Monday, Jan. 08, 1951
New Records
From the moment famed Cellist Pablo Casals agreed to lead a 1950 Bach festival in Prades (TIME, Jan. 30, et seg.), Columbia Records began setting the stage to record it. Among other things, canny Columbia saw to it that only Columbia (or entirely unaffiliated) artists were invited to take part. This guaranteed some fine artists, but excluded such notable Bach interpreters as Harpsichordist Wanda Landowska, who happens to make records for Victor.
Nonetheless, Columbia's ten-volume Prades Festival set (20 sides LP) makes record history. The performances were tape-recorded in a schoolhouse near the acoustically unsuitable Perpignan Cathedral, where the public performances were given. Although still not acoustically perfect (the piano sounds are particularly dull), the sum is a magnificent monument to Bach.
Since the full set runs to eight hours of playing time, most music lovers will want to pick and choose among the ten volumes. Among the most outstanding are Volumes I and II, which include beautifully clear and simple performances of the six Brandenburg concertos, with such noted soloists as Violinists Joseph Szigeti, Alexander Schneider, Flutist John Wum-mer, Oboist Marcel Tabuteau. The chief interest in Volume III is The Musical Offering (which Bach began as an improvisation on a theme supplied by Frederick the Great). Volume VI contains two memorable performances: Casals playing the Sonata No. 3 for cello and piano, and Pianist Rudolf Serkin's performance of the Chromatic Fantasy and Fugue in D Minor and the Italian Concerto in F Major. The six suites for unaccompanied cello, which Casals previously recorded for Victor (H.M.V.), are not included.
Other new records:
Bach: Well-Tempered Clavier (Wanda Landowska, harpsichord; Victor, 2 sides LP). The second installment (Preludes and Fugues 9-16) of 71-year-old Harpsichordist Landowska's definitive "last will and testament" (TIME, June 20, 1949). Recording: excellent.
Bernstein: Symphony No. 2 (Lukas Foss, pianist; the New York Philharmonic-Symphony, Leonard Bernstein conducting; Columbia, 2 sides LP). Composer Bernstein took his inspiration for this work from Poet W. H. Auden's The Age of Anxiety; he seems to have taken his musical inspiration from Shostakovich, Prokofiev, Stravinsky, et al. Performance and recording: good.
Mozart: Concerto No. 18, K.456 (Lili Kraus, pianist; with the London Philharmonic Orchestra, Walter Goehr conducting; Decca-Parlophone, 2 sides LP). This is one of Mozart's finest concertos, and Pianist Kraus plays it strongly and forthrightly. Completing the second side, with Violinist Szymon Goldberg, she plays the unfinished Sonata K.404. Performance and recording: good.

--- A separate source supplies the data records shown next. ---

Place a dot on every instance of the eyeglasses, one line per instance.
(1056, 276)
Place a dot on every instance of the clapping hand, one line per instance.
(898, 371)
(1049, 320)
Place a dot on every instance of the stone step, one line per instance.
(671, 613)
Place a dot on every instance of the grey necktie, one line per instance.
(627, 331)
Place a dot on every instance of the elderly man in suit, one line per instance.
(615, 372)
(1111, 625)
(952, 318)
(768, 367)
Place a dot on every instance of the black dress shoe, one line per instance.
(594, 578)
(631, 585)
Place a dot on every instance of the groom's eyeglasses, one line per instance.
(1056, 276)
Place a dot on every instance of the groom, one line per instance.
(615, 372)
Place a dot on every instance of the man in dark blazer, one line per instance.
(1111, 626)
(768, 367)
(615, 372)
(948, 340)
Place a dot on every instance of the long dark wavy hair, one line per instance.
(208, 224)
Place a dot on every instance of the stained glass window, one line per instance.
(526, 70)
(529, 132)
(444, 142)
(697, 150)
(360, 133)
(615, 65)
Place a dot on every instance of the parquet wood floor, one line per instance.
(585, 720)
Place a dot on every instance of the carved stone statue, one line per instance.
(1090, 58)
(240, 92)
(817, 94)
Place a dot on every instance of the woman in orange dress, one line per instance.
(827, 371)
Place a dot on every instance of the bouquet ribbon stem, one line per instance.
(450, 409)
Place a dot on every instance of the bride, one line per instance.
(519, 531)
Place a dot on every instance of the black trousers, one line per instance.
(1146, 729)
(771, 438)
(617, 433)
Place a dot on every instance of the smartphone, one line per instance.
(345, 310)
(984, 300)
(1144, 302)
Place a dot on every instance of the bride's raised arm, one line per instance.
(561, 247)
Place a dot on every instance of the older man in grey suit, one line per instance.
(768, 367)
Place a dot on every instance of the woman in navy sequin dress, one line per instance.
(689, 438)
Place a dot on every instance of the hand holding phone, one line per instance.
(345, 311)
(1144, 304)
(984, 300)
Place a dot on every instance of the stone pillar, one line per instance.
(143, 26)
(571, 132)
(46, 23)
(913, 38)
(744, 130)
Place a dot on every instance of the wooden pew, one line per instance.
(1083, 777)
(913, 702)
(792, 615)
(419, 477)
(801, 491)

Schumann: Scenes of Childhood (Vladimir Horowitz, pianist; Victor, 1 side LP). Pianist Horowitz caresses Schumann's cameolike little classics with more affectation than affection.
Verdi: Quartet in E Minor (the Paganini Quartet; Victor, 2 sides LP). Stuck in Naples, where he had gone to supervise a production of Aida, Verdi, then 60, decided to "amuse myself" by composing a string quartet--his first and only one. After a private performance, he pronounced it merely a "pastime," refused to have it published. He was too hard on himself: though his quartet is not quite a masterpiece of its kind, its first movement particularly has Verdi's irresistible melodic appeal. Performance and recording: excellent.